Feb 17, 09
Read in January, 2009
Mars fascinates us. We’ve probed and photographed our neighbor for years but never managed to visit in person. Our pulp prophets have launched thousands upon thousands of occupying armadas from its orbit, their commanders green-skinned and tentacled and wanting to be taken to our leaders. Ray Bradbury, though, gently subverts fact and expectation in The Martian Chronicles, with humanity becoming both explorers and invaders of the Red Planet.

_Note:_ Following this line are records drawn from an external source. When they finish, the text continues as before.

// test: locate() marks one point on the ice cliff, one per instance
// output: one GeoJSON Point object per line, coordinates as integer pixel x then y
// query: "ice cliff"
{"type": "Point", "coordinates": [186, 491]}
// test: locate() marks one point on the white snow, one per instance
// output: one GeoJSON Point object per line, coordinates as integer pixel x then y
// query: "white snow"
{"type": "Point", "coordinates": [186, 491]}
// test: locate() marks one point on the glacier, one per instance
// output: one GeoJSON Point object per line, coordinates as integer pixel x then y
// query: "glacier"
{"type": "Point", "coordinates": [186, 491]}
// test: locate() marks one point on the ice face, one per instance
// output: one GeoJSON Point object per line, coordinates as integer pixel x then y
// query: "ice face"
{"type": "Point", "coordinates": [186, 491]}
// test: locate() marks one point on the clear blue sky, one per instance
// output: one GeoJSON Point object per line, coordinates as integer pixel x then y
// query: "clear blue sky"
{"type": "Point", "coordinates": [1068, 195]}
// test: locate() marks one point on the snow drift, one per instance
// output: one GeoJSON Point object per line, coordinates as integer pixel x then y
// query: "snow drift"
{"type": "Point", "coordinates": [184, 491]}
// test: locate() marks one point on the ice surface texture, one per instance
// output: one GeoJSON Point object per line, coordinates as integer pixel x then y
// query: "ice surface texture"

Chronicles binds 26 of shorts and short shorts -- most original to the collection, some not -- into an overarching narrative about man’s arrival on, settlement in and abandonment of Mars. The initial stories weave horror into the blend, the planet’s telepathic inhabitants considering the earthlings to be romantic rivals (“Ylla”), insane (“The Earth Men”) and, finally, marauders (“The Third Expedition”), with fatal results. Only after disease runs rampant among the inhabitants does man begin to colonize, ushering in a looser middle section. “The Green Morning” re-imagines the myth of Johnny Appleseed. “Way in the Middle of the Air” tackles race relations. A lonely couple mourning the loss of a child finds unexpected comfort in “The Martian.” But colonies can’t survive without support from the motherland, a theme the final stories tighten around. With war raging back home, a business owner gets ensnared by bitter irony (“The Off Season”), a frustrated Romeo learns that there are worse fates than loneliness (“The Silent Towns”) and a widowed inventor faces “The Long Years” with the family he fashioned for himself.
Despite Bradbury’s mastery of the short story, Chronicles never quite comes together. His infatuation with middle America (“Rocket Summer,” “Interim”), emphasis on the evils of censorship (“Usher II”) and embracing of facile humanism (“The Million-Year Picnic”) appear anachronistic when viewed from Mars’ desert wastes. Also, continuity isn’t his strong point; the capabilities, culture and even appearance of the Martians varies from piece to piece. But when read individually, the stories still have the power to steal both your breath and imagination. Chronicles’ threads are stronger than their frayed sum.